According to NBC News, in December, Catherine Szpindor, the House’s chief administrative officer issued an internal memo to staff that TikTok posed “high risk to users due to a number of security risks” and needed to be deleted from their mobile phones.

The memo stated: "House staff are NOT allowed to download the TikTok app on any House mobile devices. If you have the TikTok app on your House mobile device, you will be contacted to remove it."

TikTok said in a December statement that it is working to "meaningfully address any security concerns that have been raised at both the federal and state level. These plans have been developed under the oversight of our country’s top national security agencies — plans that we are well underway in implementing — to further secure our platform in the United States, and we will continue to brief lawmakers on them." 

FBI Director Christopher Wray recently expressed concerns over the potential for the Chinese government to engage in espionage or influence via TikTok. In November, Wray told the House Homeland Security Committee that the FBI had national security concerns about TikTok, saying the Chinese government could even control their devices, according to a report by NPR.

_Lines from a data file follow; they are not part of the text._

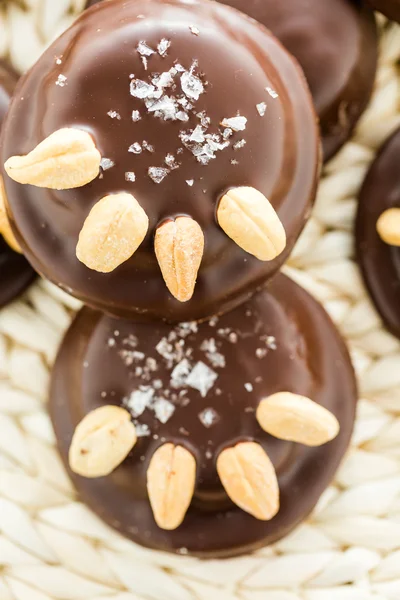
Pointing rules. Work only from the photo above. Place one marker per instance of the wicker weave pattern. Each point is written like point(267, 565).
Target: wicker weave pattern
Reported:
point(53, 547)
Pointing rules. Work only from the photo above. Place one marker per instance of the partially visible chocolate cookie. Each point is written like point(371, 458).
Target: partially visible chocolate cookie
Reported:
point(336, 43)
point(199, 173)
point(379, 260)
point(199, 388)
point(15, 272)
point(390, 8)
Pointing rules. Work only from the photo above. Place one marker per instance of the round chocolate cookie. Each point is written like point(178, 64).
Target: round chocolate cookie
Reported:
point(199, 386)
point(336, 43)
point(15, 272)
point(390, 8)
point(380, 261)
point(177, 130)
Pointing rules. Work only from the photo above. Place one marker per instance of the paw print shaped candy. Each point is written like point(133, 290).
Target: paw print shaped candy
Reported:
point(215, 437)
point(151, 180)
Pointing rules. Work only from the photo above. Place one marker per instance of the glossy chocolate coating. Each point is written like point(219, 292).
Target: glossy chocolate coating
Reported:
point(98, 54)
point(281, 340)
point(380, 262)
point(390, 8)
point(15, 272)
point(336, 43)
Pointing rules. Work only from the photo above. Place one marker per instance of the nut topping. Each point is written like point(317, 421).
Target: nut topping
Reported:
point(249, 479)
point(388, 226)
point(102, 440)
point(296, 418)
point(112, 232)
point(250, 220)
point(179, 247)
point(171, 480)
point(66, 159)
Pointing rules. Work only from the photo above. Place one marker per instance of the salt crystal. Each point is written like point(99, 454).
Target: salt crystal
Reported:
point(261, 108)
point(236, 123)
point(209, 417)
point(141, 89)
point(191, 85)
point(182, 116)
point(61, 80)
point(180, 373)
point(106, 163)
point(201, 378)
point(240, 144)
point(144, 49)
point(272, 92)
point(136, 148)
point(113, 114)
point(197, 135)
point(163, 47)
point(157, 174)
point(142, 430)
point(163, 409)
point(136, 116)
point(139, 400)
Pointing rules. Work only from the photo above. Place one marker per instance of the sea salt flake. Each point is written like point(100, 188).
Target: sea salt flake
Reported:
point(197, 135)
point(141, 89)
point(106, 163)
point(163, 46)
point(261, 108)
point(201, 378)
point(113, 114)
point(191, 85)
point(157, 174)
point(144, 49)
point(142, 430)
point(135, 148)
point(163, 409)
point(239, 144)
point(209, 417)
point(180, 373)
point(61, 80)
point(236, 123)
point(139, 400)
point(272, 92)
point(136, 116)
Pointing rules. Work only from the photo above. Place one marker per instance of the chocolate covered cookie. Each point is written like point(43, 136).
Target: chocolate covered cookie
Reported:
point(390, 8)
point(336, 43)
point(15, 272)
point(211, 439)
point(378, 233)
point(134, 156)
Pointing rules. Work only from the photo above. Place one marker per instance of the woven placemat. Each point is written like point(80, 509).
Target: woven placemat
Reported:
point(53, 547)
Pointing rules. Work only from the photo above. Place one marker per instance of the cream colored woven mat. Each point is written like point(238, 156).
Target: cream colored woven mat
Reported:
point(52, 547)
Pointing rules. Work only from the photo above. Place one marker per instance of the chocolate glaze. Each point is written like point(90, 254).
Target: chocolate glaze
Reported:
point(380, 262)
point(15, 272)
point(284, 341)
point(336, 43)
point(98, 54)
point(390, 8)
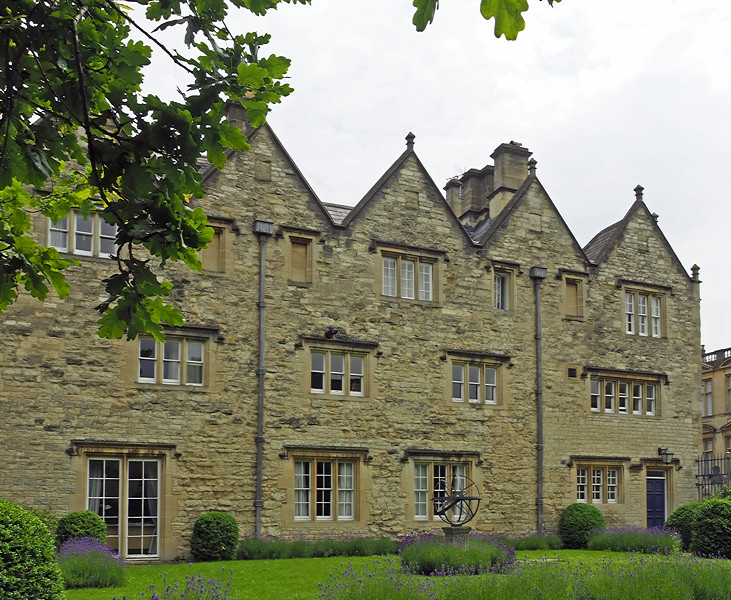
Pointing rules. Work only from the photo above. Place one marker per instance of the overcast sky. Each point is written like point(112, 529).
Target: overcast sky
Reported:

Wray said the FBI’s concerns “include the possibility that the Chinese government could use it to control data collection on millions of users or control the recommendation algorithm, which could be used for influence operations if they so chose, or to control software on millions of devices, which gives it an opportunity to potentially technically compromise personal devices." 

TikTok's parent company ByteDance is based in China, where national security laws state that companies must share data with the government if asked. Last summer, leaked audio from a ByteDance meeting confirmed that China-based ByteDance employees could and had accessed the non-public data of American TikTok users on multiple occasions, NPR reported.

In July, TikTok executive Shou Zi Chew wrote in a letter to nine senate Republicans that ByteDance employees were able to access the data of TikTok users when “subject to a series of robust cybersecurity controls and authorization approval protocols overseen by our U.S.-based security team,” the New York Times reported.